Dwa krążki, 26 utworów, ponad 80 minut muzyki – tak w statystykach przedstawia się "Prawda Naga". Nie zabrakło także gości, zaproszonych do współpracy nad tym wyjątkowym projektem. Wśród nich odnajdziemy m.in. Szada, Grubsona, Jareckiego, Nullo, Porka oraz tradycyjnie już Gurala (DonGuralesko). Jest tu także dwóch "egzotycznych" wykonawców – Mass Cypher, urodzony w Montego Bay na Jamajce oraz pochodzący z Londynu Deadly Hunta. Imponujący zestaw "kolegów po fachu", zwłaszcza gdy weźmiemy pod uwagę ostatnich dwóch, wymienionych przeze mnie panów. Wisienką na torcie jest bez wątpienia nagranie "Ready", w którym rymujesz w języku angielskim. Powiedz, Twoim zdaniem taka międzynarodowa kooperacja artystyczna wpływa na poprawę prestiżu naszego rodzimego rynku muzycznego, czy też minie jeszcze dużo czasu zanim polski show-biznes muzyczny zbliży się dość wyraźnie do tych uznanych, światowych standardów?
Uważam, że zbliżenie się do tych standardów tak naprawdę dawno już nastąpiło. Zaryzykowałbym stwierdzenie, że wspomniana kooperacja artystyczna jest tego najlepszym dowodem. Absolutnie nie gonimy tych standardów. Uważam, że niejednokrotnie mamy lepsze bity. Z całą pewnością mamy znacznie więcej do powiedzenia. Wychowałem się na muzyce artystów, którzy byli prawdziwymi hiphopowcami. Nie pozwolę ich skrzywdzić, dlatego właśnie chciałem, aby powstała "Prawda Naga" w tym poprzednim, wcześniejszym kształcie. Waluowanie treści poprzez cenzurowanie jej przez ówczesne organy władzy, powodowało, że ta muzyka była daleko bardziej ambitna, miała więcej do przekazania. Nie była jedynie, parafrazując jednego z afro-amerykańskich artystów tego gatunku, czymś na wzór "My Chain". Piosenka o łańcuchu była zupełnie nie na miejscu, zwłaszcza, gdy porówna się to z kawałkiem "Wieża Radości, Wieża Samotności" zespołu Sztywny Pal Azji.

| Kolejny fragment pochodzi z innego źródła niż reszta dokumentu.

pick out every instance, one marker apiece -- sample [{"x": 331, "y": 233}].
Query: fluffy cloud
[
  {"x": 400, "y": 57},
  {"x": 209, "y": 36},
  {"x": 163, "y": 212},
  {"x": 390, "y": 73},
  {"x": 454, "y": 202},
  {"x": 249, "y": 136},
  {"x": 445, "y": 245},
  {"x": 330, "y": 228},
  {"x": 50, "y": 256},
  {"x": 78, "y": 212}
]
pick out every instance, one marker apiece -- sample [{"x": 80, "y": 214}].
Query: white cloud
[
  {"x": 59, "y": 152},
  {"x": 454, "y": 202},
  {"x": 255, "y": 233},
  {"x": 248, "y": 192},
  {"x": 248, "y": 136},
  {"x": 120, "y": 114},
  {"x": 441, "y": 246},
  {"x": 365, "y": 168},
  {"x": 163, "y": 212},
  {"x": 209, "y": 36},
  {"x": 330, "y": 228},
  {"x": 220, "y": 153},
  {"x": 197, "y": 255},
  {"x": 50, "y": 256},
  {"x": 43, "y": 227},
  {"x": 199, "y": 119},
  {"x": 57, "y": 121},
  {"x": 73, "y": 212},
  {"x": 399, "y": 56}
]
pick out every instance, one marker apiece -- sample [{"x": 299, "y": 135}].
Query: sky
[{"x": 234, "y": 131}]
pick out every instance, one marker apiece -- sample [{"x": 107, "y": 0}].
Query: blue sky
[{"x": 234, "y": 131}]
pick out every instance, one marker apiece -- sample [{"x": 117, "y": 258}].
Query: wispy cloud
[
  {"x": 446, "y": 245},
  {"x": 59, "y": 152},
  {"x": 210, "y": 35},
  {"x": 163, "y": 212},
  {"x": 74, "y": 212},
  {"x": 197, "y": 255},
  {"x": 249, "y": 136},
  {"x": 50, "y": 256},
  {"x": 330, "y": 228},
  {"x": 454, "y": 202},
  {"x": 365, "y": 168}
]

Jeżeli zaś chodzi o współpracę, to jak słusznie zauważyłeś, jest to zestaw kolegów. W tym kształcie daleko temu do wielkiej kooperacji, jaką faktycznie chciałem osiągnąć. Miały się tu pojawić znaczące nazwiska, takie jak m.in. Prince Rakeem The God. Nie udało się, ale mam nadzieję, że jeszcze zdążymy nagrać coś wspólnie. Istnieje bardzo duże prawdopodobieństwo, że na następnym albumie będę miał Rakima, a może nawet LL Cool J. Wszystko wskazuje na to, że niebawem będziemy mogli współpracować z największymi. Oni chcą naszych bitów, chcą tego orientu, jaki sobą reprezentujemy, chcą tych relatywnie niskich cen. Pod tym względem jesteśmy utracjuszami. Co do utworu "Ready" powiem, że faktu, iż rymuję w nim po angielsku nie nazwałbym "wisienką na torcie". Tak naprawdę rymując w ten sposób, sam strzeliłem sobie w kolano. Jestem w nim tak słaby, że w tym kształcie nie wywarłbym na Afro-amerykanach zbyt wielkiego wrażenia. I mam tego pełną świadomość – absolutnie się tego nie wstydzę. Nie uważam tego za jakiś wyjątkowy kawałek.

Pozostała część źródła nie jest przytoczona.